By Alison Ehara-Brown
In the early morning of July 11th, I joined a group walk along the “blast zones” – the mile-wide sacrifice zones along the rail lines that would be destroyed in any kind of an oil railway explosion. Standing together in a circle as geese flew overhead, Native American leaders, local Refinery town residents and friends from Oakland, shared our concerns about the danger of neighborhoods being destroyed in an oil train blast.
The possibility of such an explosion is becoming more likely.
That’s because the fossil fuel industry is using more extreme methods of extraction in the Tar Sands in Alberta, Canada and fracking in North Dakota’s Bakken Oil Fields. The oil that’s being shipped through our neighborhoods is much more volatile and more likely than traditional crude to explode in the event of a train derailment.
Coal dust blowing off the trains also makes the tracks more slippery, and increases the chances of derailments and explosions. Coal dust also covers neighborhoods, causing respiratory illnesses. As we walked above the railroad tracks, we saw long lines of railway cars full of coal sitting on the tracks, blowing coal dust into the surrounding neighborhoods. Coal, like oil, is a fossil fuel whose use we need to reduce, not increase.
Oakland citizens joined us on the walk, concerned that Oakland developer Phil Tagami is converting the old Army base in Oakland into a port, and four Utah counties are now trying to use Utah state money to use this new port to handle coal. Bay Area residents are pressuring the Oakland City Council to invoke the public health and safety clause in the city’s agreements with Tagami in order to prevent him from building a coal export terminal to ship coal to China.
The walk, sponsored by Idle No More SF Bay and the Bay Area Refinery Corridor Coalition, was part a national week of action to stop oil trains. Participants came from Martinez, San Pablo, Richmond, Crockett/Rodeo, Oakland and Benicia.
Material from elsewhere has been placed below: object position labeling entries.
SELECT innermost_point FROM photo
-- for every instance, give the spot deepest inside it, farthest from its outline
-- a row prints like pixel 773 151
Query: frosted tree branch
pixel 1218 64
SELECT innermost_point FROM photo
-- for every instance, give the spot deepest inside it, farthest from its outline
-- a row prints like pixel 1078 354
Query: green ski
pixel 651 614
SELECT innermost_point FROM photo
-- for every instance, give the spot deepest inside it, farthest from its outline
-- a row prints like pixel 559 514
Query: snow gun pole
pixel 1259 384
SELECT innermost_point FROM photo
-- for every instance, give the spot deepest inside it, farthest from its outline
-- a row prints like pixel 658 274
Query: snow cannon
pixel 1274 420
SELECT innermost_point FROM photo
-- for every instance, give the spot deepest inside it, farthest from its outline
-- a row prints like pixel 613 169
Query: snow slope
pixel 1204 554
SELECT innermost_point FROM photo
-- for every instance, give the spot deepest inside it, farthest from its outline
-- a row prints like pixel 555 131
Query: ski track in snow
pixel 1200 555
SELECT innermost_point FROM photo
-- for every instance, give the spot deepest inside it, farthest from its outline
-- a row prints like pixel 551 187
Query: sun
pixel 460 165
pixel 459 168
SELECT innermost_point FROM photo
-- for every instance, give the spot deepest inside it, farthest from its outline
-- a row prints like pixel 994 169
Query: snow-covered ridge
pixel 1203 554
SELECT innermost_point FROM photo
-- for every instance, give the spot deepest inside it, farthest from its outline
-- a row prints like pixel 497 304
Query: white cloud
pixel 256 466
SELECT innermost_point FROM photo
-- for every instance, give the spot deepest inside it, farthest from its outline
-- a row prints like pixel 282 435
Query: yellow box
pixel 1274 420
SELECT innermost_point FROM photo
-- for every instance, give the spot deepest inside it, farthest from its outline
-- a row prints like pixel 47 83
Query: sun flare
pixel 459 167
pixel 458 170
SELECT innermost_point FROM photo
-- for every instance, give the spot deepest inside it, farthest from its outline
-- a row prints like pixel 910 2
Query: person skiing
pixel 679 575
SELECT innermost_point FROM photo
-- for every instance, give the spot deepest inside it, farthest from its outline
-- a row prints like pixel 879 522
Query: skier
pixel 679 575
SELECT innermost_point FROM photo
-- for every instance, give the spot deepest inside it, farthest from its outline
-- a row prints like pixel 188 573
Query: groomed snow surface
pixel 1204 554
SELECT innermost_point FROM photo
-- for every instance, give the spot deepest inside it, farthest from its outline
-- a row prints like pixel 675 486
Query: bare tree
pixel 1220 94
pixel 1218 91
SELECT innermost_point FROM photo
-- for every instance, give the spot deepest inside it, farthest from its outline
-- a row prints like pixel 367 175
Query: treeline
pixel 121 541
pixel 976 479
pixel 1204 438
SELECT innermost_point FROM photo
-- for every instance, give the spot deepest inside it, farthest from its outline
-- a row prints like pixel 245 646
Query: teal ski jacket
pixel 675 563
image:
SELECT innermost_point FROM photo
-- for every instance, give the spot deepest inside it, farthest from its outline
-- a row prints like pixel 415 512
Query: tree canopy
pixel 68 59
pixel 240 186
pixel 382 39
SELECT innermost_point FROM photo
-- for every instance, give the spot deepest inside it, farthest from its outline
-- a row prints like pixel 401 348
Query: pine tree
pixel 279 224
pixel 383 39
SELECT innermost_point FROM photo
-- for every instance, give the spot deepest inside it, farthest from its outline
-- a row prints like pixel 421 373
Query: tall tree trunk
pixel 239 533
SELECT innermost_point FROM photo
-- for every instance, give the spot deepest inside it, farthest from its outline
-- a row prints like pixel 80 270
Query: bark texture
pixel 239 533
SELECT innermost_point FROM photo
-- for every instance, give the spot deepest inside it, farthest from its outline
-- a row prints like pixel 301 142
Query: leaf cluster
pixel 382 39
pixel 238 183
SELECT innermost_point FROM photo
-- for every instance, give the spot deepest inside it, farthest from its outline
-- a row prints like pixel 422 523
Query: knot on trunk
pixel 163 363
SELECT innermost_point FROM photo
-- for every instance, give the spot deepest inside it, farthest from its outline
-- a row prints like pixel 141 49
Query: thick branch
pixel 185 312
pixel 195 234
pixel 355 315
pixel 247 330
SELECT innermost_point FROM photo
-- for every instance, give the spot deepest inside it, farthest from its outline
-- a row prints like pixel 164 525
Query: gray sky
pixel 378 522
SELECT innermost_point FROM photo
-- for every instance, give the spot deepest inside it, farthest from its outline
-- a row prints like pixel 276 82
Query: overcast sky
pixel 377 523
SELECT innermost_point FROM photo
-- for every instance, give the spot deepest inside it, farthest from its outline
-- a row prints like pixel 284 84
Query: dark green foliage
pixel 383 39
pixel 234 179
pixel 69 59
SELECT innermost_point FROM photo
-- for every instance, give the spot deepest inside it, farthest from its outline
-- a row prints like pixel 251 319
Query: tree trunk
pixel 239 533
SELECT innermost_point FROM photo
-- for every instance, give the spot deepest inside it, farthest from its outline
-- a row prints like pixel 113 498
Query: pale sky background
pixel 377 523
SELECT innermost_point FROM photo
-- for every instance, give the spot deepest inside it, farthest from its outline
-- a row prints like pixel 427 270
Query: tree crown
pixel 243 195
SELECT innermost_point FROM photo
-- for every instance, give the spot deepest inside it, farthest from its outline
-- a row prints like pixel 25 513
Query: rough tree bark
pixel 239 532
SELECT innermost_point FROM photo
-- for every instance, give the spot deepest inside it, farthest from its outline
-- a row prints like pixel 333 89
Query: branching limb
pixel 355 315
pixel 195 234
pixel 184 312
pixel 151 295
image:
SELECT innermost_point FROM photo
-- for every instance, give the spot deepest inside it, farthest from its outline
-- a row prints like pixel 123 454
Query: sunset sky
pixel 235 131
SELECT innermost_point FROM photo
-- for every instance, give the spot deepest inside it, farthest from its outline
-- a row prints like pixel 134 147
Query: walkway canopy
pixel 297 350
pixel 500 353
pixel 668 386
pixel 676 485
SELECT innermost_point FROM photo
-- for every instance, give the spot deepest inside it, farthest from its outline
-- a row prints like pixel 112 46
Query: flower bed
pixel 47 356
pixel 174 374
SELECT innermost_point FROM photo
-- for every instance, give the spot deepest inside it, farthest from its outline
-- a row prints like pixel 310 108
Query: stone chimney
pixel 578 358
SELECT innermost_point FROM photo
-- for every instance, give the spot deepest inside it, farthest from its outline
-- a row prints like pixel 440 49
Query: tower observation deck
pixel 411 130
It coincided with the second anniversary of the disaster of Lac Megantic, a small town in Quebec where a train oil explosion in July 2013 destroyed the downtown, killing 47 people.
After the walk we joined others at Atchison Village for a rally and march to stop oil trains, hosted by the Asian Pacific Environmental Network (APEN) along with many other community and environmental justice organizations. Before marching, we heard messages from Richmond Vice-Mayor Jael Myrick, Andrés Soto of Citizens for a Better Environment (CBE), and Richmond residents who live in oil train blast zones. They talked about the danger of oil trains, and demanded the Bay Area Air Quality Management District to revisit the permit they gave for the Kinder Morgan terminal to bring in oil trains to Richmond. They also called for a democratic process to be reinstated to involve proper public notice, public comment and a real review.
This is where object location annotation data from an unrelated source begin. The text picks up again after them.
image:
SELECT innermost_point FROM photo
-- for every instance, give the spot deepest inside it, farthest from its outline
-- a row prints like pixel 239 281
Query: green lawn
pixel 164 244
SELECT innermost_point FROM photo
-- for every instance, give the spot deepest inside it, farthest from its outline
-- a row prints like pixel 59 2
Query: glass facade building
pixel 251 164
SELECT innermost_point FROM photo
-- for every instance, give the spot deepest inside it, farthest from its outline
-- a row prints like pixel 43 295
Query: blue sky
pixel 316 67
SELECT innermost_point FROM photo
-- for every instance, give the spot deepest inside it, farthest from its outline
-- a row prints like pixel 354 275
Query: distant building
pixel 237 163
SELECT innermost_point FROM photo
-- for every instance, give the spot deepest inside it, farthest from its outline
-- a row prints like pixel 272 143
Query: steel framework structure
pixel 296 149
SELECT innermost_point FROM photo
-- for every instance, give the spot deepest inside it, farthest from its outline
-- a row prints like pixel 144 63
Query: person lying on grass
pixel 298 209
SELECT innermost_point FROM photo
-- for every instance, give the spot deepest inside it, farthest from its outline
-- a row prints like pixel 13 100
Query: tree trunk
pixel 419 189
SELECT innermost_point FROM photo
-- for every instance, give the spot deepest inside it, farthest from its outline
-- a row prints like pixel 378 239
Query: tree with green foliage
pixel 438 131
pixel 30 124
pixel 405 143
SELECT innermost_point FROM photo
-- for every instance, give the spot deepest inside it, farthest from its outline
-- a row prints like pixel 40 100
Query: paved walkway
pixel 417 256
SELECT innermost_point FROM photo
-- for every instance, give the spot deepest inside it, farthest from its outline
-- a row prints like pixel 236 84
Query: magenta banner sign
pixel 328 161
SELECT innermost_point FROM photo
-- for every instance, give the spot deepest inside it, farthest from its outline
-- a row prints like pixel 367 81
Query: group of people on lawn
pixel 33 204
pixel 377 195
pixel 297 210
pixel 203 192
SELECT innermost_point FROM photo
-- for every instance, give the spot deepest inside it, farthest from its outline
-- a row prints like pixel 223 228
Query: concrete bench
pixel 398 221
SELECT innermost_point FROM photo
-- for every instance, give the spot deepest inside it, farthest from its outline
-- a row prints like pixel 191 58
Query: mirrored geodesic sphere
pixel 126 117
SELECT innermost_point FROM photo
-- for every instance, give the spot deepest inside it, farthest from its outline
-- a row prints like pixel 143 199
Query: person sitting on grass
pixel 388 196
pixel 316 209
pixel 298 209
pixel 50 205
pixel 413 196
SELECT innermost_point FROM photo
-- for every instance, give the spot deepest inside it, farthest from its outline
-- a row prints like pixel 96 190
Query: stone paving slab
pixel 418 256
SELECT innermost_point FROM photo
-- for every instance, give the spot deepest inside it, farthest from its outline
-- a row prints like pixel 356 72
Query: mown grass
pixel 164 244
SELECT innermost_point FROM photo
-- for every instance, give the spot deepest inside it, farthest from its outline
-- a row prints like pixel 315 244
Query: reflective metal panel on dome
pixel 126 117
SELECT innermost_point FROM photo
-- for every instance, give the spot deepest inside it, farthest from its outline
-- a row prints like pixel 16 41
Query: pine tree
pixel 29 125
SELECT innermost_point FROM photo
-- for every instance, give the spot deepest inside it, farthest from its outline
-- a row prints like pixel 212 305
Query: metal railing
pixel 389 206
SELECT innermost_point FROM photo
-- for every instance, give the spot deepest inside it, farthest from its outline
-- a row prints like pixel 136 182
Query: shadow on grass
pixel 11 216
Hundreds of people marched to the Richmond BNSF Railway Yard where we stopped to hear Patricia St. Onge of Idle No More share a prayer. Citizens for a Better Environment attorney Roger Lin updated us on legal actions to keep our communities safe from bomb trains, and then we marched on to Washington Park in Point Richmond.
At Washington Park, we heard from a recently retired railway worker, Brian Lewis, who was appalled at the lack of basic safety procedures on the railways, as the cargo being carried becomes increasingly dangerous. We heard poetry from a young hip-hop artist, Kaila Love, sharing her reflections on justice. And we learned more about the big picture of the dangers of climate change from Ethan Buckner of Forest Ethics.
Southeast Asian refugees described leaving their war-torn lands to come to America, only to have their health compromised by the toxicity of living in the refinery corridor in Richmond. Vivian Huang of APEN connected our gathering to the many summer actions of the Our Power Movement. And we were inspired by the words of City Council member Gayle McLaughlin, who during her time as mayor, invited Marilaine Savard of Lac Megantic, to share her story with the people of Richmond, so that we could learn the personal stories of those whose communities were destroyed by bomb trains.
“This is more than just a fight against oil trains. Our lives are on the line,” said Kae Lin Saechao, of APEN, in a press release. “I’ve lived in San Pablo for over 30 years and seen my community suffer long enough from the impacts of the fossil fuel industry. We want to see solutions: a clean, renewable energy economy that serves both people and the planet.”
I was moved to tears many times, feeling that the earth and the air and all of life was cheering us on, that we have a chance if enough of us rise up everywhere to alter the course of history, and leave a beautiful, safe world for the next generations and all of life.